Shrub biomass, net primary production, and canopy spectral imaging (NDVI) exhibit consistent correspondence across Arctic Tundra habitats.

Wednesday, 17 December 2014
Charles Elliot Flower1, Jeffrey M Welker2, Andy Anderson-Smith2, Niccole Van Hoey2, Christopher Whelan1 and Miquel A Gonzalez-Meler1, (1)University of Illinois at Chicago, Chicago, IL, United States, (2)University of Alaska Anchorage, Anchorage, AK, United States
Climate change is contributing to rapid vegetation shifts in the ecologically sensitive arctic tundra. These tussock grass dominated systems are shifting to tussock/woody shrub communities with cascading ecological and climate feedback consequences. This shifting vegetation composition should result in concomitant changes in carbon sequestration (net ecosystem exchange, NEE) and productivity which in turn could be manifested in “Greening” and changes in normalized difference vegetation index values (NDVI). In this study, we address the need to know the relationships between NDVI, leaf area, and shrub biomass, in part so that long-term trends in NDVI can be much more accurately interpreted as true changes in ecosystem C cycling processes.
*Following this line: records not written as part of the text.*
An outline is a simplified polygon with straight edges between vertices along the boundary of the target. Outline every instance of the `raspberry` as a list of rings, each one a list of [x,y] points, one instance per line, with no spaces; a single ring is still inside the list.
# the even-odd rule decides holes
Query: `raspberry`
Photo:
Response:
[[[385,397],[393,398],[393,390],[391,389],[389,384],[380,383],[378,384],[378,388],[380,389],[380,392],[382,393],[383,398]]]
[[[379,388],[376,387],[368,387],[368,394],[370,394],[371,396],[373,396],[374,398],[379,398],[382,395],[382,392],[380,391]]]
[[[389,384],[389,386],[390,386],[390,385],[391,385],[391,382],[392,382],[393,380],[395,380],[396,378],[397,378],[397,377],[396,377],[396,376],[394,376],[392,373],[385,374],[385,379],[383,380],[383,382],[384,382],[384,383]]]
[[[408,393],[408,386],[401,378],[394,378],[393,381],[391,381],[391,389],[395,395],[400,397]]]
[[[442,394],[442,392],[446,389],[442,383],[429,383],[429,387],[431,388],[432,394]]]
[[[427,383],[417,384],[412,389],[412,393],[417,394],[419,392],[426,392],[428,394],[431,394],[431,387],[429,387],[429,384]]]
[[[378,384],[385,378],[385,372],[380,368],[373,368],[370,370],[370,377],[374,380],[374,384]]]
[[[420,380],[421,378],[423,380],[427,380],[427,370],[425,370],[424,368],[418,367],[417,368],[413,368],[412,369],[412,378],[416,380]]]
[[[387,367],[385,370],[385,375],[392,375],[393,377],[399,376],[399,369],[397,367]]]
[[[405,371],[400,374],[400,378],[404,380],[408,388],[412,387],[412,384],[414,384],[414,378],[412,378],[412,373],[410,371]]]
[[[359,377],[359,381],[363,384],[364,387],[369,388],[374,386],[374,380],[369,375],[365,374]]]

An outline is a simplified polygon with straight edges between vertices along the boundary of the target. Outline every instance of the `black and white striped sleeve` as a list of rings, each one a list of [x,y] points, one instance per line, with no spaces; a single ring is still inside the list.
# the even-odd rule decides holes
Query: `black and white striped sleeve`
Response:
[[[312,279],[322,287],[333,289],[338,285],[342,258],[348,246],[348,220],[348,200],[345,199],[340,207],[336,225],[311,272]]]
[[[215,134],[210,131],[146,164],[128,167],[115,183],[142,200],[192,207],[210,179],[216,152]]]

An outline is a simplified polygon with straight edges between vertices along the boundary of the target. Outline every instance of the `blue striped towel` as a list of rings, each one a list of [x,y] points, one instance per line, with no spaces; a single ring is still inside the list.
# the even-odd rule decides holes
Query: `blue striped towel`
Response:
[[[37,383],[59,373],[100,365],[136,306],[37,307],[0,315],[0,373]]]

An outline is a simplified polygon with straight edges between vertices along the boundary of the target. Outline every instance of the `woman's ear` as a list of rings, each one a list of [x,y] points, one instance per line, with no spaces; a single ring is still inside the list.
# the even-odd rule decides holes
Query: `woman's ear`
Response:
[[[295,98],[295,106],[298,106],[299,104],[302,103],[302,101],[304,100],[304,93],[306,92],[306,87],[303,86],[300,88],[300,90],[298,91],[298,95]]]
These relationships will enhance our ability to predict shifts in standing carbon mass, carbon cycling, and use historic satellite products to assess change. We sampled NEE, NDVI, leaf area and shrub (Betula spp. and Salix spp.) biomass across a shrub gradient in a dry heath and moist acidic tundra. The positive relationship between NDVI and NEE highlights the potential shifts in tundra carbon sequestration associated with woody vegetation shifts. Furthermore, strong positive linear relationships found among shrub biomass, species, leaf area, and NDVI in different tundra habitats should increase the robustness of spatial scaling. Increased productivity in sites with increased NDVI can provide a mechanism through which tundra ecosystems may respond to climate change. Improvements in our ability to detect relationships between above and belowground biomass for the dominant shrubs can strengthen our ability to predict standing biomass from satellite imagery.